The pricing structure for the new Wet ‘n Wild waterpark was designed to sell season passes, rather than individual visits. For example, a season pass cost $120 as compared to a one-day visit pass of $70. This meant that there was a significant incentive to buy the season pass. As a result, these season passes were enormously popular. The Christmas period in Australia is in the middle of summer, so these season passes became popular Christmas gifts as well.

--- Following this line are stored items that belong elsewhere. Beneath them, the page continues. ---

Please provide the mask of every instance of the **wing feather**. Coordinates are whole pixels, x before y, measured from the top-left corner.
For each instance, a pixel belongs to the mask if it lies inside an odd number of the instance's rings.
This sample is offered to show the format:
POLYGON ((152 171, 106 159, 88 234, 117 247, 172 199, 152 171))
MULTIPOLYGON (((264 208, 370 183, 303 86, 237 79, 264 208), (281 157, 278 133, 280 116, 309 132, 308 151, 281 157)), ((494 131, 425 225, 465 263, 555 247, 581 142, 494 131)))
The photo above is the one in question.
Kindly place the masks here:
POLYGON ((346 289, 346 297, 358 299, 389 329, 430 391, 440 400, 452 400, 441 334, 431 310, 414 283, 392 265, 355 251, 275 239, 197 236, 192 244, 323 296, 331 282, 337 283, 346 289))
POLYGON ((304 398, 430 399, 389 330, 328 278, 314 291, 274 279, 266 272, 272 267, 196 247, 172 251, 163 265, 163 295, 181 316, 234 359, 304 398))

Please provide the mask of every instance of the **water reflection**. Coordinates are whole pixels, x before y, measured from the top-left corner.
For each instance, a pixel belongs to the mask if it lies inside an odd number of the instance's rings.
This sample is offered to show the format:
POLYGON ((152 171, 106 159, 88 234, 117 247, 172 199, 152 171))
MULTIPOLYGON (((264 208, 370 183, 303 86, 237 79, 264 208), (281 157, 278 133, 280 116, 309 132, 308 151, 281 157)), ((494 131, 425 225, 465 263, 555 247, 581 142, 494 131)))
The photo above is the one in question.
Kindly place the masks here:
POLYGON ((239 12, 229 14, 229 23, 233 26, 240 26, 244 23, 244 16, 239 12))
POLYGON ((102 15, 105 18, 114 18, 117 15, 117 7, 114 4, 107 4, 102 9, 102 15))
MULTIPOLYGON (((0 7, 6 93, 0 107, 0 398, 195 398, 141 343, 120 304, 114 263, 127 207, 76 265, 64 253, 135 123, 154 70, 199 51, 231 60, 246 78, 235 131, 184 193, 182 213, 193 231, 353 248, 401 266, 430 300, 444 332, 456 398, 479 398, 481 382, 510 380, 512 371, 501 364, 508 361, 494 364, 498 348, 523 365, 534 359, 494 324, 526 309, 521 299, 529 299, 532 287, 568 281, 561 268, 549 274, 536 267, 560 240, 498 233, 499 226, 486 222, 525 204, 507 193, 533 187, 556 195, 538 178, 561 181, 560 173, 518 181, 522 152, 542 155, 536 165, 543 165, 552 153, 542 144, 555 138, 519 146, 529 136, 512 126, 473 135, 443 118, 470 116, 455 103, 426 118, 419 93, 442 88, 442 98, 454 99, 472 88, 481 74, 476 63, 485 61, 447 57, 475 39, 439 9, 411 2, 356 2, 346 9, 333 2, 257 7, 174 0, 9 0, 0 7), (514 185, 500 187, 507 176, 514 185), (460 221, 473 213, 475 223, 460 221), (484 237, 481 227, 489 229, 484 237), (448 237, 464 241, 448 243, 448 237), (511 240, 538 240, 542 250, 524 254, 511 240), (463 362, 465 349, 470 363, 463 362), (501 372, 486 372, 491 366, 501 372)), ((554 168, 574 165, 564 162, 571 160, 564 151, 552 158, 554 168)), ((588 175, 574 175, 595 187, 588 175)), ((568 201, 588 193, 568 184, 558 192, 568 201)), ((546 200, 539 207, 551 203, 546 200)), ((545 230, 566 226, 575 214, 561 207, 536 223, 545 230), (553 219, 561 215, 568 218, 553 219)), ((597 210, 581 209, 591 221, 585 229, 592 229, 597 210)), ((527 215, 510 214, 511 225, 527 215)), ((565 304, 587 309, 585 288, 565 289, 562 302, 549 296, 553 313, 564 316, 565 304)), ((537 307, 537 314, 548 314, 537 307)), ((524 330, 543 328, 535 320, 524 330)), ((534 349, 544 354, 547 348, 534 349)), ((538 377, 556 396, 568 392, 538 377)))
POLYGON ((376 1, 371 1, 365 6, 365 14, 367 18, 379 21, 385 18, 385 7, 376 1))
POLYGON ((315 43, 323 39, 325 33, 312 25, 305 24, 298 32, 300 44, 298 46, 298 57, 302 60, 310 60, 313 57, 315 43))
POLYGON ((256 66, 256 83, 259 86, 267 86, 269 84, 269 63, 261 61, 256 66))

As you can imagine, as consumers have paid for multiple visits – many of them want to get great “value for money”– which means as many visits as possible. As a consequence, the park become very crowded at times. On several occasions, in the middle of summer, the waterpark was at full capacity. That means that season pass holders, who had paid for their tickets, were unable to enter the park because it was full. The other contributing factor to this overcrowding situation was that Wet ‘n Wild was not open every day. Although their season ran from September to April (the warmer months in Australia), they were not open seven days a week – sometimes only being open on weekends.
With a waterpark operating at full capacity on a hot day, you can imagine that the lines were quite long and uncomfortable. It was not uncommon to wait 1½ to 2 hours for a waterslide. This resulted in significant customer dissatisfaction that was expressed through social media, including Wet n’ Wild’s own Facebook site.
PART – 1)
No, In my opinion, the strategy of Wet ‘n Wild is not appropriate as it has set the skimming price i.e. higher price for their individual passes and it uses penetration pricing i.e. penetrating the market with lower prices for the seasonal passes. The season is the peak time period for the water park and thus becomes popular in the customers. But the water park does not have enough space to hold the crowd of all customers. The water park is even open on weekend only which makes delay in entertaining to customers. It creates dissatisfaction to customers and also reduce the profit of water park. In my opinion, the waterpark should sell only seasonal passes as it required to reach the masses and accordingly the profit percentage can also be raised a little bit to cover the profit incurred earlier at selling individual passes. The prices can again be changed as prior once the water park can maintain proper infrastructure.
PART – 2)
No, the company is not ethical to promote the seasonal capacity even after knowing that the capacity of the waterpark is limited. The customers of the Wet ‘n Wild are also dissatisfied because of their limited capacity and long waiting hours to enjoy every single water ride. It will also negatively promote the water park. I agree that the company has the responsibility to increase profitability but it should not be at the cost of their customer’s satisfaction. The firm can manage the situation by opening the park for more days in the week instead of weekends or the firm can also separate their timings are per their user’s requirement.
PART – 3)
The water park can filter their season pass holders and can check whether they get the service or not. The water park can provide a service of compensation in monetary form or in form of gift to their customers. They can identify those customers who using the database of seasonal pass holders and can refund them who are not able to avail their services. But the refund should not be full as it will hamper their profitability.
PART – 4)
The long-term goal of the water park should not to sell as many passes because this has already created dissatisfaction among the customers. The objective in long run should be to achieve normal profit and satisfy their customers which would create loyalty among the customers.